= Samaspur =

Indian village

Samaspur is a midsize village in the middle of Sector 51 in the Gurgaon district of the Indian state of Haryana. It has a population of about 1850 persons living in around 348 households.

It is a well planned and the first model village of the country set up by India's first Prime Minister, Jawaharlal Nehru and inaugurated by Harold Macmillan, the UK Prime Minister at the time. It has wide paved streets laid into rectangular pattern. The houses of the village are airy and have open spaces in front of them. The village has several large developed parks which provide open space for the children to play, elders to walk and women to relax. The village has well laid out sewage and drainage system, there are no open drains in the village.

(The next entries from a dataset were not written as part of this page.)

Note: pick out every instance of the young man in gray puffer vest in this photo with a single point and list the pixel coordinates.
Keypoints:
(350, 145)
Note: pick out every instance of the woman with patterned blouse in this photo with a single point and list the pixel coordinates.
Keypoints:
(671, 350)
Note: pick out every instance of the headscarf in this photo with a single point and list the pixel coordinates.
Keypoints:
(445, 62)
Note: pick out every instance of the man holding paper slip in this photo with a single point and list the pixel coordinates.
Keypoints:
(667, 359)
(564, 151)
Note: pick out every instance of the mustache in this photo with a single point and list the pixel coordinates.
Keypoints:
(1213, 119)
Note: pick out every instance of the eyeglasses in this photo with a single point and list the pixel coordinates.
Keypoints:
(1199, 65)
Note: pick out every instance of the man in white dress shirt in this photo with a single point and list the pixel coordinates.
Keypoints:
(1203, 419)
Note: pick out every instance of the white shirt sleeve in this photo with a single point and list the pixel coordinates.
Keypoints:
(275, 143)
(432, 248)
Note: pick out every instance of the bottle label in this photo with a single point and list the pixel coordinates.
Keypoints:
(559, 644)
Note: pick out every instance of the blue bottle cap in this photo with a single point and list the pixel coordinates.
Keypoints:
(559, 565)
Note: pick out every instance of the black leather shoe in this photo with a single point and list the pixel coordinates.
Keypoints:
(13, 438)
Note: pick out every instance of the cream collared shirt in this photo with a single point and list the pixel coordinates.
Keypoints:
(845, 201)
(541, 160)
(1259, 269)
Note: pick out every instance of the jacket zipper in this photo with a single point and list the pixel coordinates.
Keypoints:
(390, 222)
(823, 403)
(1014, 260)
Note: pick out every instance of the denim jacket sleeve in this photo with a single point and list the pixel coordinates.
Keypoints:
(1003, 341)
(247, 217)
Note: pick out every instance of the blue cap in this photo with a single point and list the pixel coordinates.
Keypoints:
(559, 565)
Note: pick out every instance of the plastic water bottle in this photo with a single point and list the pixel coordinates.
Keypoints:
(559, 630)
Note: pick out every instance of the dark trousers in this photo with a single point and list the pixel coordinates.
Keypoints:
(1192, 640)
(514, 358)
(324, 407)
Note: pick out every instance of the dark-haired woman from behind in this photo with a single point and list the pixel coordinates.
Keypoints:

The Major Caste in the Village is Yadav, with a significant SC/Jatav presence. The Yadavs hailing from near by village "Tikli" migrated to Samaspur before it was established as modern village. They owned the majority of land and established the residence. The families had agricultural land surrounding the village. These few families donated a lot of land to other families to establish the colony. Later the proposal to remodel the village as "first model village" was adopted.

The First Head of the Village was Prithvipal Singh Yadav who devoted his life in agriculture, and in the service of the Village people, his family has a major influence in the village . He has three brothers, the elder on is a Renowned Geography Professor

The land of the village was purchased by a private builder, The Mayfield Gardern, and the rest of it was acquired by HUDA in 1990. On a piece of HUDA land, the Haryana Government have built a commerce and science college which is likely to start functioning from April–May 2016.

The village has a government co-educational middle school and a private school.

Nearby villages

The village Shamaspur is surrounded by Wazirabad in the East (1 km), Kanhai in the North (1 km), Jharsa in the West (1.5 km), Tighra in the South East (0.9 km), Badshapur in the South (2.5 km).